问题
Ultimate goal: have isinstance(MyClass(), np.ndarray) and issubclass(MyClass, np.ndarray) both return True without MyClass calling np.ndarray.__new__().
Let's say I've implemented all the methods of numpy.ndarray and I want to set it up so that it will pass isinstance checks for ndarray, but I don't want it to actually call __new__ from ndarray.
Initially, I was thinking of something like this:
import numpy as np
class BlockingClass(np.ndarray):
def __new__(cls, *args, **kwargs):
return object.__new__(cls)
Unfortunately, trying to instantiate Dummy() yields this error about it not being safe:
TypeError: object.__new__(Dummy) is not safe, use numpy.ndarray.__new__()
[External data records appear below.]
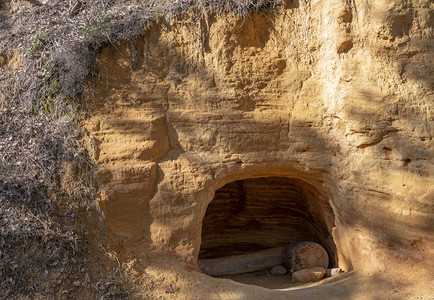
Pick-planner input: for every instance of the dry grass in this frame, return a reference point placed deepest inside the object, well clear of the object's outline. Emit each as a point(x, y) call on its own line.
point(46, 182)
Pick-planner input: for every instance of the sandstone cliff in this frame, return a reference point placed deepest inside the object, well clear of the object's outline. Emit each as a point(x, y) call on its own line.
point(335, 96)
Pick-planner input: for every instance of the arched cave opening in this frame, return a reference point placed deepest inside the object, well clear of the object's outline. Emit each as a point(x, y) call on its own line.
point(261, 213)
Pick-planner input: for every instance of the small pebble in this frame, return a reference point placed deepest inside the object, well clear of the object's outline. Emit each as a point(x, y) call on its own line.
point(278, 270)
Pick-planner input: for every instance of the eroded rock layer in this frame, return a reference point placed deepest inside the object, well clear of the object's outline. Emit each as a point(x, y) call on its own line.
point(336, 96)
point(255, 214)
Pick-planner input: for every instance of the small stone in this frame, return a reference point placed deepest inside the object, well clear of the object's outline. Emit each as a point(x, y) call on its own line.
point(278, 270)
point(76, 283)
point(307, 275)
point(332, 272)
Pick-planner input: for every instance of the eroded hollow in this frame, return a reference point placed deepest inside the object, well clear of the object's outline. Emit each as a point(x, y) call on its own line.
point(255, 214)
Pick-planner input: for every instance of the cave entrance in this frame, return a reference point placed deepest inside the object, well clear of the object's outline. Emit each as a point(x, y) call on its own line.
point(260, 213)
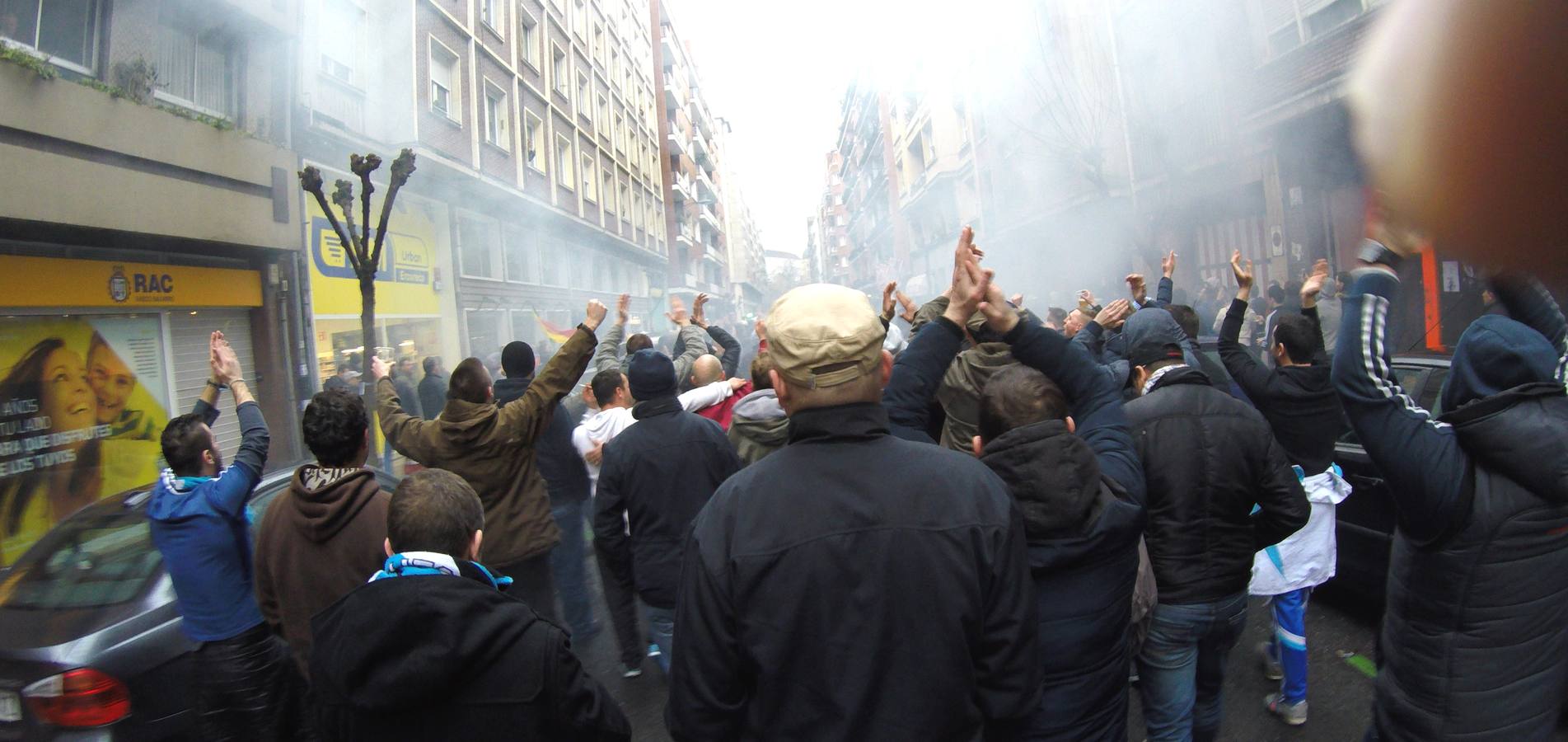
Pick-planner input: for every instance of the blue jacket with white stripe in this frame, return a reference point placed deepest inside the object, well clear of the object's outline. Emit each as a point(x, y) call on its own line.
point(1474, 641)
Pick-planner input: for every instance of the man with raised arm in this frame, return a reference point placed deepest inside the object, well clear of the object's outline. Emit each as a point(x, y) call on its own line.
point(1474, 641)
point(493, 448)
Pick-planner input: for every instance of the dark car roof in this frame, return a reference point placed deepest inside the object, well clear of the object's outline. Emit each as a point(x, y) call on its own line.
point(95, 570)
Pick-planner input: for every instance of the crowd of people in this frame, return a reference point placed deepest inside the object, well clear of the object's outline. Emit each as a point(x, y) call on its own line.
point(944, 521)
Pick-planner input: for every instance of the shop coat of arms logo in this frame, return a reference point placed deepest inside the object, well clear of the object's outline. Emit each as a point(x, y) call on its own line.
point(118, 286)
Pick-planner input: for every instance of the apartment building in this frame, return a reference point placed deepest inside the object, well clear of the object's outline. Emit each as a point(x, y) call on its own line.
point(689, 135)
point(538, 184)
point(149, 201)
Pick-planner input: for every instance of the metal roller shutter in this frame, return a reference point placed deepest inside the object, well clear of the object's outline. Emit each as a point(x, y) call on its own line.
point(190, 335)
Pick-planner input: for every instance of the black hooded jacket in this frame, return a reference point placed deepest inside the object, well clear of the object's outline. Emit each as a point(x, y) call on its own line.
point(1474, 641)
point(1208, 460)
point(1084, 557)
point(451, 658)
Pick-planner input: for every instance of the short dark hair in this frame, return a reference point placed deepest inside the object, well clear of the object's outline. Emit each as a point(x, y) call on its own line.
point(433, 510)
point(517, 359)
point(469, 382)
point(606, 383)
point(1186, 317)
point(185, 438)
point(1295, 333)
point(760, 371)
point(1018, 396)
point(335, 425)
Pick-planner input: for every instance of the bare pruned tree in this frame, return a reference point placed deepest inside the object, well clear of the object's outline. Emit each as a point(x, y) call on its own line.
point(361, 245)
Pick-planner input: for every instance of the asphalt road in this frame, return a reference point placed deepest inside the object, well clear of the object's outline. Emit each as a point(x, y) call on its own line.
point(1340, 693)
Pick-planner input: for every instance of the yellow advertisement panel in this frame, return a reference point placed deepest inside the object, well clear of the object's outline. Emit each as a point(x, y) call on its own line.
point(82, 405)
point(405, 281)
point(52, 281)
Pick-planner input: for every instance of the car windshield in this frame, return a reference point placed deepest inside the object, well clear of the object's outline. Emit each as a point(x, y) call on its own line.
point(91, 561)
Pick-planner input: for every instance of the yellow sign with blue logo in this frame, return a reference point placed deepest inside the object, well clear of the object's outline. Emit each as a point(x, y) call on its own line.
point(62, 283)
point(408, 272)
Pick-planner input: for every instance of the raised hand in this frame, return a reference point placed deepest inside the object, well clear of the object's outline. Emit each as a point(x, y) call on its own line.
point(225, 363)
point(1314, 284)
point(999, 314)
point(378, 368)
point(1114, 314)
point(1244, 276)
point(678, 312)
point(908, 309)
point(597, 314)
point(1137, 288)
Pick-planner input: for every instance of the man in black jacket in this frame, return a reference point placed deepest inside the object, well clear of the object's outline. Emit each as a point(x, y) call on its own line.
point(854, 585)
point(432, 646)
point(656, 476)
point(1206, 460)
point(1302, 408)
point(1474, 641)
point(566, 482)
point(1079, 486)
point(433, 389)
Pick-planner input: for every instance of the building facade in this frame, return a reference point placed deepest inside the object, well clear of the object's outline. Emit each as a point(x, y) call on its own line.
point(151, 203)
point(536, 184)
point(689, 135)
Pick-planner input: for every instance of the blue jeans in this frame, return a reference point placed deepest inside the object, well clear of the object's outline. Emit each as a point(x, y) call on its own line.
point(1181, 667)
point(662, 628)
point(569, 566)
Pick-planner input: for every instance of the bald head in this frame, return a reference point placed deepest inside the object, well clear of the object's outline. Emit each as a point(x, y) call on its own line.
point(706, 371)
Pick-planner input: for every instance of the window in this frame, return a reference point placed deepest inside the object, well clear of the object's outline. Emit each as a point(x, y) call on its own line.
point(493, 13)
point(533, 140)
point(581, 19)
point(529, 36)
point(496, 116)
point(590, 179)
point(559, 73)
point(194, 68)
point(522, 258)
point(66, 31)
point(342, 26)
point(564, 162)
point(477, 247)
point(446, 97)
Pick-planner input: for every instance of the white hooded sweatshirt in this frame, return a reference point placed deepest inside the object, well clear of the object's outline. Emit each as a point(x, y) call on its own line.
point(601, 427)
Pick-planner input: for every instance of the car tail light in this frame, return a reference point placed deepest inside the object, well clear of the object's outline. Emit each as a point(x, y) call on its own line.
point(79, 698)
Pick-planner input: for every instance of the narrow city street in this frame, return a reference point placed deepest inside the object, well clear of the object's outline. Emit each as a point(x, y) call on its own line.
point(1341, 644)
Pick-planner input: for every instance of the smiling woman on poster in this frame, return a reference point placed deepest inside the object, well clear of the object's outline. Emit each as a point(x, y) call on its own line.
point(54, 481)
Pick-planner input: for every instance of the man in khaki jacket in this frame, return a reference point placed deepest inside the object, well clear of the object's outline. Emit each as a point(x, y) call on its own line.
point(493, 449)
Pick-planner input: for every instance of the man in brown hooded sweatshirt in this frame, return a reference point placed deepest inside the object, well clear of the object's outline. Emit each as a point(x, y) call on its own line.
point(323, 535)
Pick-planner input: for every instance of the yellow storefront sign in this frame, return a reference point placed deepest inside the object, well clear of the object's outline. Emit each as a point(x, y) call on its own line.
point(405, 281)
point(50, 281)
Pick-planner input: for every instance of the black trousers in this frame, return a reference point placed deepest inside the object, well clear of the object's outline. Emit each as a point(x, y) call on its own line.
point(533, 582)
point(246, 688)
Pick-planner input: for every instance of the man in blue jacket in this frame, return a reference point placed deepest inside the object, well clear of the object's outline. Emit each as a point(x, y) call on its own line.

This works if it's a class that subclasses object:
class BlockingClass2(object):
def __new__(cls, *args, **kwargs):
return object.__new__(cls)
BlockingClass2() # No error
I'm pretty sure that it's because ndarray is a C class, so I was thinking of overriding it in a c-class (or, preferably, a Cython class) and using multiple inheritance to get the typecheck to work without calling __new__. So my class would be:
class MyClass(BlockingClass, np.ndarray): pass
where BlockingClass would be the c-defined function. I'd really prefer to do this in Cython instead, but I can't figure out how to get it to work. I've tried doing:
cdef class BlockingClass:
def __new__(cls, *args, **kwargs):
return object.__new__(cls)
but this generates the same 'unsafe' error as well as with __cinit__.
cdef class BlockingClass:
def __cinit__(self, *args, **kwargs):
# do stuff
return self
But, when BlockingClass is subclassed with multiple inheritance like above with an object that defines __new__, that __new__ method is still called. If I can't do this in Cython, what's the minimal amount of C code I would need to define a baseclass that, through multiple inheritance, would skip ndarray's __new__? Maybe I can cimport a function to instantiate the class without going up the mro?
回答1:
I don't know if it is possible to fake isinstance and issubclass, but in the following approach you can define your class passing to np.ndarray.__new__ only the arguments that you want:
import numpy as np
class BlockingClass(np.ndarray):
def __new__(cls, *args, **kwargs):
ndarray_kw = ['shape', 'dtype', 'buffer' 'offset', 'strides', 'order']
to_ndarray = {}
to_myclass = {}
for k,v in kwargs.items():
if k not in ndarray_kw:
to_myclass[k] = v
else:
to_ndarray[k] = v
new = np.ndarray.__new__(cls, *args, **to_ndarray)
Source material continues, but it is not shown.